[ANN] Net::ChooseFName

Do you have a question? Post it now! No Registration Necessary.  Now with pictures!

If you need (or thought of) something like this module, please comment
on features you miss.  It took a lot of time to chip it out of my
version of recursive NET downloader; I may be able to spend some more
time to make it yet better...



    Net::ChooseFName - Perl extension for choosing a name of a local mirror
    of a net (e.g., FTP or HTTP) resource.

      use Net::ChooseFName;
      $namer = Net::ChooseFName->new(max_length => 64);     # Copies to CD ok

      $name = $namer->find_name_by_response($LWP_response);
      $name = $namer->find_name_by_response($LWP_response, $as_if_content_type);

      $name = $namer->find_name_by_url($url, $suggested_name,
                                       $content_type, $content_encoding);
      $name = $namer->find_name_by_url($url, $suggested_name, $content_type);
      $name = $namer->find_name_by_url($url, $suggested_name);
      $name = $namer->find_name_by_url($url);

      $namer_returns_undef = Net::ChooseFName->failer();    # Funny constructor

    This module helps to pick up a local file name for a remote resource
    (e.g., one downloaded from Internet).

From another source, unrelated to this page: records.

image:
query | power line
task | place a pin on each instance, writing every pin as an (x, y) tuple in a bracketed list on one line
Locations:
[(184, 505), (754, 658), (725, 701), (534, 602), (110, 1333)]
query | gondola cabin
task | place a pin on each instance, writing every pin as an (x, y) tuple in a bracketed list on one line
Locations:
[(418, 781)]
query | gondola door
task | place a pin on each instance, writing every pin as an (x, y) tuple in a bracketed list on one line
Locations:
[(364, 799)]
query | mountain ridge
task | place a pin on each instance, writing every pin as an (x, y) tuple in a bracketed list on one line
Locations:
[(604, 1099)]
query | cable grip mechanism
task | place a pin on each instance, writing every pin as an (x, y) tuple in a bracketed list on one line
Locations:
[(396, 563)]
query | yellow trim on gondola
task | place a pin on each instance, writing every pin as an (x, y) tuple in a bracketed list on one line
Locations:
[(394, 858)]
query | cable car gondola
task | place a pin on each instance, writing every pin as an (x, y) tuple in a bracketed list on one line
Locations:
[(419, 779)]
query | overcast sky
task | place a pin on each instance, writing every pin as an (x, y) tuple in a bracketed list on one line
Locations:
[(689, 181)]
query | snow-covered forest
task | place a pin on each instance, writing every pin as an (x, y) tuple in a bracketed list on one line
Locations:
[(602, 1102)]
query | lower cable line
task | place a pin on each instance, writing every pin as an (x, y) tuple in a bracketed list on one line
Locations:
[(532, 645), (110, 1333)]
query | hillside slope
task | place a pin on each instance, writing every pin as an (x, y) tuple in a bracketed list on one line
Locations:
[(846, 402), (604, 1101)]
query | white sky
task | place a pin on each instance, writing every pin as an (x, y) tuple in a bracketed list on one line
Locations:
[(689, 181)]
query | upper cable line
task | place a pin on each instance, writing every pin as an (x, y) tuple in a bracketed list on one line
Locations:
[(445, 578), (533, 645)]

It turns out that this is a tricky
    business; keep in mind that most servers are misconfigured, most URLs
    are malformed, and most filesystems are limited w.r.t. possible
    filenames. As a result most downloaders fail to work in some situations
    since they choose names which are not supported on particular
    filesystems, or not useful for "file:///"-related work.

    Because of the many possible twists and ramifications, the design of
    this module is to be as much configurable as possible. One of ways of
    configurations is a rich system of options which influence different
    steps of the process. To cover cases when options are not flexible
    enough, the process is broken into many steps; each step is easily
    overridable by subclassing "Net::ChooseFName".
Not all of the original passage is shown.